L’ambassadeur a, par ailleurs, dénoncé les manœuvres dilatoires de l’Algérie qui entravent le règlement du différend régional autour du Sahara marocain, ainsi que sa stratégie de déstabilisation dans la région du Maghreb et au-delà.
“Malgré les engagements du Maroc et les efforts constants des Nations Unies, le processus politique pour résoudre ce différend régional continue d’être entravé par les manœuvres dilatoires de l’Algérie, qui, tout en prétendant ne pas être partie prenante au conflit, y joue pourtant un rôle central”, a-t-il signalé, relevant que l’Algérie accueille, arme, finance et soutient diplomatiquement le groupe séparatiste du « polisario », et persiste dans une posture irréaliste et déstabilisatrice de la région.
Il a noté que face à cette impasse entretenue par l’Algérie, la communauté internationale semble avoir tranché, citant à ce propos les retraits de reconnaissance de l’entité fantoche qui se poursuivent irrémédiablement, alors que plus de 116 États à travers le monde ont exprimé un soutien explicite à l’Initiative marocaine d’autonomie. De même, une trentaine de pays ont ouvert des consulats généraux à Laâyoune et à Dakhla, reconnaissant, ainsi, la souveraineté du Maroc sur ses provinces du Sud, a-t-il ajouté.
Évoquant la poursuite de l’examen de la question du Sahara marocain par ce Comité, M. Hilale a noté que cette situation condamne le dossier, à tort, à une lecture figée à travers un prisme déconnecté de l’évolution profonde qu’a connue et que continue de connaître cette question.
“Comme vous le savez, le Royaume du Maroc a engagé, dès son accession aux Nations Unies, des démarches auprès de la 4ème Commission et du C24 pour la libération de son Sahara du joug colonial. Après près de deux décennies d’âpres négociations, le Maroc a pu récupérer ses provinces sahariennes à la faveur de l’Accord de Madrid, en novembre 1975, dont l’Assemblée générale des Nations Unies a pris acte dans sa résolution 3458B de décembre 1975”, a tenu à rappeler l’ambassadeur.

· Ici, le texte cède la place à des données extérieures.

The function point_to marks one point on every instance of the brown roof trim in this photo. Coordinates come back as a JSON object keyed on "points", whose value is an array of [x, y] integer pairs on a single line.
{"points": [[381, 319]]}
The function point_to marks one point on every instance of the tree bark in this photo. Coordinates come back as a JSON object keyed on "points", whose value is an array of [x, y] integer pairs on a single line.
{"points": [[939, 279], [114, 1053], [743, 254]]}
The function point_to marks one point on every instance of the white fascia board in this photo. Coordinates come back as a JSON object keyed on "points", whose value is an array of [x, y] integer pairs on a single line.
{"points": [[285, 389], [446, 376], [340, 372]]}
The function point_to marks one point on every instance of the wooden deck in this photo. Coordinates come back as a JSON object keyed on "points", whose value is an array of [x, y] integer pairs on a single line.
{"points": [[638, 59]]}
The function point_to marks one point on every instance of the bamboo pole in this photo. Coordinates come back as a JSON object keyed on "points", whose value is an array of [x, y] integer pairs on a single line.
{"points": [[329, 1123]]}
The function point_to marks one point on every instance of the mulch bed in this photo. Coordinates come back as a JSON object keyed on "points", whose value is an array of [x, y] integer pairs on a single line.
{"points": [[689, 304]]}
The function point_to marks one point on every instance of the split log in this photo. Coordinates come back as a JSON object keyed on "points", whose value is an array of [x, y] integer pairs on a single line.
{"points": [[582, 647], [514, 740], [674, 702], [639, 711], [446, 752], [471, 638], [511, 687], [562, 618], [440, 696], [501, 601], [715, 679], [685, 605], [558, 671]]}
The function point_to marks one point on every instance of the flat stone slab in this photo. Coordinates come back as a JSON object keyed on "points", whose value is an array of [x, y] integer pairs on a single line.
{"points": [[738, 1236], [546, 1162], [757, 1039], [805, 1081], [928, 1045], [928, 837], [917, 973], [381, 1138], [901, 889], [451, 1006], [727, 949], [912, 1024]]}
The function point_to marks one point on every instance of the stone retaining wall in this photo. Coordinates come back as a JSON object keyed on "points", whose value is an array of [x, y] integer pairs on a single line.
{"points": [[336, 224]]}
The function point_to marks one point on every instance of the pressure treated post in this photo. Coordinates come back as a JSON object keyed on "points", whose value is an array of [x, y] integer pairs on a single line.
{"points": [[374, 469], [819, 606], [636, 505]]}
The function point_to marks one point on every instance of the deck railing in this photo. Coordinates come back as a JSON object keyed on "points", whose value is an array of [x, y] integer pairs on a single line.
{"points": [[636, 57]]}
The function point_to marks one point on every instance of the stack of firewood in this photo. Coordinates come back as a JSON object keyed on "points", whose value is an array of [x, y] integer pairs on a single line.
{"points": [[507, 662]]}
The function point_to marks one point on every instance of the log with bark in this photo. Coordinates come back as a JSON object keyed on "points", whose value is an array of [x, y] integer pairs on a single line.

Il a ajouté que depuis lors, et suite à la création par l’Algérie du groupe séparatiste armé le “polisario”, la question du Sahara marocain s’est mue en une question de paix et sécurité, justifiant son traitement par le Conseil de sécurité, sous le Chapitre VI de la Charte des Nations Unies pour le règlement pacifique des différends.
Il a en outre fait observer que le Conseil de sécurité a définitivement écarté l’option du “référendum d’autodétermination”, évoquée par certains, soulignant qu’en effet, le Secrétaire général des Nations Unies a conclu dans son rapport du 17 février 2000 (S/2000/131) à l’impossibilité d’une “mise en œuvre ordonnée et consensuelle du Plan de règlement”.
Depuis, le Conseil de sécurité s’est résolument tourné vers la recherche d’une solution politique mutuellement acceptable, en adéquation avec la réalité sur le terrain et les impératifs de stabilité régionale, a-t-il indiqué, notant que toutes les résolutions du Conseil de sécurité insistent sur la nécessité de parvenir à une solution politique, fondée sur le compromis.
Pour M. Hilale, ce glissement de paradigme traduit la volonté des Nations Unies de sortir d’un schéma binaire et rigide pour embrasser une approche adaptée à l’évolution de son appréhension dans le monde et respectueuse du droit international.